Im Herbst 1999 entdeckte ich in Schweden eine vierköpfige Familie Gutelius. Sven-Erik und Karin Gustafson, Lehrerehepaar aus Skövde, heirateten 1964. Bei diesem Anlass wechselten sie ihren in Schweden sehr häufigen Nachnamen und wählten aus den fünf Vorschlägen der schwedischen Verwaltung den Namen Gutelius aus. So entsteht in Schweden eine ganz neuer Stamm Gutelius ohne irgendeine genealogische Verbindung zu den Gudelius oder Gutelius6.

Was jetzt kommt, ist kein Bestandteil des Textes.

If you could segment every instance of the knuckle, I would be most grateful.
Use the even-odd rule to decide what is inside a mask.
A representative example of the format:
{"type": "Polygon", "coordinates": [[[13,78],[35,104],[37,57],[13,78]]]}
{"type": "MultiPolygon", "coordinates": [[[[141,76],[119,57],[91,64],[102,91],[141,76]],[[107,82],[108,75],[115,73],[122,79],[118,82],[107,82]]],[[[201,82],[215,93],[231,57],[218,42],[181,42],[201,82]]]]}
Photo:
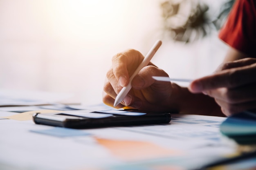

Ende 2002 übermittelte mir Joan Lowrey aus Kalifornien einen Auszug aus dem Census San Francisco county von 1930, der mit Conrad Gudelius einen weiteren Schwedischen Namensträger Gudelius aufzeigt, dessen Mutter wohl aus Schweden kam. Sie könnte von den ostpreußischen Gudelius abstammen und über die Ostsee nach Schweden gekommen sein [5].

 

Im Dezember 1999 stieß ich auf einen Sven Gudelius im schwedischen IGI, der am 12. August 1698 in Harplinge, Halland, Schweden Rachel Hall heiratete. Sofortige Nachfragen bei der Hallands Genealogiska Förening und beim Landesarchiv in Lund ergaben, daß es sich hier um Sven Gadelius handelt, geboren am 15. Februar 1669 in Torestorp und Pfarrer in Säve nahe Göteborg7 .

1920 wanderte Elfriede Gudelius, * 1908 in Salchendorf bei Neunkirchen, mit ihrer Mutter nach USA aus und lebte in Tacoma, ganz im Nordwesten, im Staat Washington; sie ist dort 1995 kinderlos gestorben8.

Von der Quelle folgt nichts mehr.